Cecily Crozier: a centenary portrait

Posted by on Jul 21, 2011 in Comment | 2 comments

A portrait of Cecily by David Rainey.

 

It is Melbourne, September 1940.  The Swans have just thrashed the Tigers to win their fourth premiership flag, and Australia has been at war for a year – a reality biting across a nation that once again has answered the call.  Factory bench and office desk alike collect dust as men and women depart for uncertain fates – some to battlefields in the Middle East, in Europe and in Africa; others to local training camps for conscripted Militia, the ‘chockos’ as they become known, who one day soon will march up a track called Kokoda and into history.  In 15 months Pearl Harbour will be attacked, catapulting the United States into the war, thereby to launch not only the chockos up the Owen Stanley ridges where against all odds they will halt the Japanese advance; but also to launch wave upon wave of US soldiers on a largely welcoming Australia where, in the parody of the time, they are ‘over paid, over sexed and over here’.

September 1940, and in a flat in suburban Malvern, arm’s length from the theatres of war if not from homefront anguish, Comment is born.  It will be one of two little magazines dedicated solely to avant garde art and literature to be published in Melbourne during World War 2.
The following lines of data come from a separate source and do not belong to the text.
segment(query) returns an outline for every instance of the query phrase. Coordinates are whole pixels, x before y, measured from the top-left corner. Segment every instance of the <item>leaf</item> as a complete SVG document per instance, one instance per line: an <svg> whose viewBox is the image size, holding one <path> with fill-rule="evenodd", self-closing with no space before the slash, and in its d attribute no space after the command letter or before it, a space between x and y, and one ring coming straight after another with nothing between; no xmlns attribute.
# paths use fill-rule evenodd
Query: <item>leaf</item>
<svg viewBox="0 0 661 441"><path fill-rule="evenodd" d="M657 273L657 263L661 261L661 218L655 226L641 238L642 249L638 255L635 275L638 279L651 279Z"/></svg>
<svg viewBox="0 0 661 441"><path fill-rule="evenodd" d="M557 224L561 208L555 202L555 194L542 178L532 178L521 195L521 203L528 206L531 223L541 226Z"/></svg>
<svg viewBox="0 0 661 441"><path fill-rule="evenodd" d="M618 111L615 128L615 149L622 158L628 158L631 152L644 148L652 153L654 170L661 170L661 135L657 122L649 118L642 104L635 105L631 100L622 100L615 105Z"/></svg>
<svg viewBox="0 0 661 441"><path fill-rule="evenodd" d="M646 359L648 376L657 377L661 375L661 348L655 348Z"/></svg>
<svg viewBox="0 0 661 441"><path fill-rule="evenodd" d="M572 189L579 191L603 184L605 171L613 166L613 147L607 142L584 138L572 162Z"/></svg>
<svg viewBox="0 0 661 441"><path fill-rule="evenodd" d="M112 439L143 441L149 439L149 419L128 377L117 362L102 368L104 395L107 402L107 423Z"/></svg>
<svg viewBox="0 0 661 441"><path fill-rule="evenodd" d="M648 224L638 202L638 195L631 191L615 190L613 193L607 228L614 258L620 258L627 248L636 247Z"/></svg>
The better known of the two is Angry Penguins which famously published the hoax poems of Ern Malley.  Mainly published and edited by Max Harris and John Reed, a total of nine Angry Penguins appeared between October 1940 and June 1946.   The magazine today brings to mind the heady days of an antipodean Bohemia where the Angry Penguins, as the painters and writers who gathered at Heide became known, traveled a road of modernist discovery and experimentation that was wholly captivating for them, enlightening for the more open-minded public if mystifying for most others, and quite enraging for the conservatives – artists, poets and politicians alike.

 

Comment 12, Cecily's favourite edition

Comment 12, Cecily’s favourite edition

 

Comment was published by Comment Publications and edited by Cecily Crozier.  It first appeared in September 1940 a month before Angry Penguins, and 25 more issues were to follow until declining subscriptions, the fatal flaw with so many little magazines, saw the last issue appear in the winter of 1947 when 150 subscribers could not be found who were prepared to part with the six shillings annual subscription.  Mostly designed by Cecily’s cousin Irvine Green, the twenty six issues of Comment are beautiful works of art in their own right.  Only one is on ordinary white publishing paper, wartime austerity seeing to that, but rationing restrictions were overcome by using brown wrapping paper which lends the small slim volumes with their tipped in photos and artworks, and their strikingly coloured linocut designs, a charm that makes them unique amongst World War 2 publications in Australia.  Comment delighted in publishing opposite views.  In an early editorial Cecily wrote, ‘Comment has great pleasure in publishing two such diverse opinions as Max Harris’ and Alister Kershaw’s articles on Adrian Lawlor’s Arquebus.  This is one of Comment’s raison d’etre.  If you disagree about anything in Comment please write and say so.  We want your opinions.’  Contributors included Max Harris, Adrian Lawlor, Alister Kershaw, Albert Tucker, Joy Hester, Noel Counihan, Muir Holburn, and James Gleeson.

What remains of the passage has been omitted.